Commentary: The Signal and the Noise—questioning the benefits of puberty blockers for youth with gender dysphoria—a commentary on Rew et al. (2021)

In less than a decade, there has been a sharp rise in the numbers of young people presenting with gender dysphoria (GD). Today, the majority are adolescents, many with post-puberty adolescent-onset transgender histories, and suffering from mental health and neurodevelopmental comorbidities (De Vries, 2020; Zucker, 2019). Furthermore, there is controversy and heated debate in the literature on this topic (Dubicka, 2021). This lack of scientific consensus highlights the need for any published literature on the topic of GD to be carefully evaluated.

In this commentary, we critically examine a systematic review of the evidence for puberty blockers for GD youth that was recently published in this journal (Rew, Young, Monge, & Bogucka, 2021). Our aim is to highlight problems with this review that compromise its findings and conclusions.

Brief description of Rew et al.’s () study

Rew et al. described undertaking a “critical” and “systematic” literature review on the topic of puberty blockers for GD youth. They identified nine studies for review and, on the basis of these, concluded that puberty blockers have “few serious adverse outcomes,” and “several potential positive ones.” Rew et al.’s abstract highlighted two key conclusions: the “potentially life-saving benefits” of puberty blockers; and a need for rigorous research.
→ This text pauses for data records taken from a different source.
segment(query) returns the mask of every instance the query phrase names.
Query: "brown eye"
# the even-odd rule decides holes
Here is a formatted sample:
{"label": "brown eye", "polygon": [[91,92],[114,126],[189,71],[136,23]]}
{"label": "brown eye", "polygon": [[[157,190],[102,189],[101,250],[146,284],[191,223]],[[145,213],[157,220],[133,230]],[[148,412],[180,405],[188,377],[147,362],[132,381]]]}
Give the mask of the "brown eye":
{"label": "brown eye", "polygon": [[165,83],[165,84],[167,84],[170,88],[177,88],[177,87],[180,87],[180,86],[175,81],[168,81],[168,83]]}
Their “implications,” “conclusion,” and “key practitioner message” sections appeared to claim that the literature supports the use of puberty blockers for the early puberty subgroup of GD youth.

Overview of our concerns

We agree with Rew et al.’s conclusion that more rigorous research is required in the area of management of GD in youth. However, in our view, their review suffers from methodological oversights, including the omission of relevant studies and suboptimal analysis of the quality of the included studies. As a result, the authors overstate the certainty of the potential positive outcomes and minimize the potential adverse outcomes of puberty blockers. Importantly, their statement, that a “positive outcome” of puberty blockers is “decreased suicidality in adulthood,” is a misinterpretation of a single cross-sectional study. This study’s design was incapable of determining causation, and adult suicidality was not one of the measured outcomes (Turban, King, Carswell, & Keuroghlian, 2020).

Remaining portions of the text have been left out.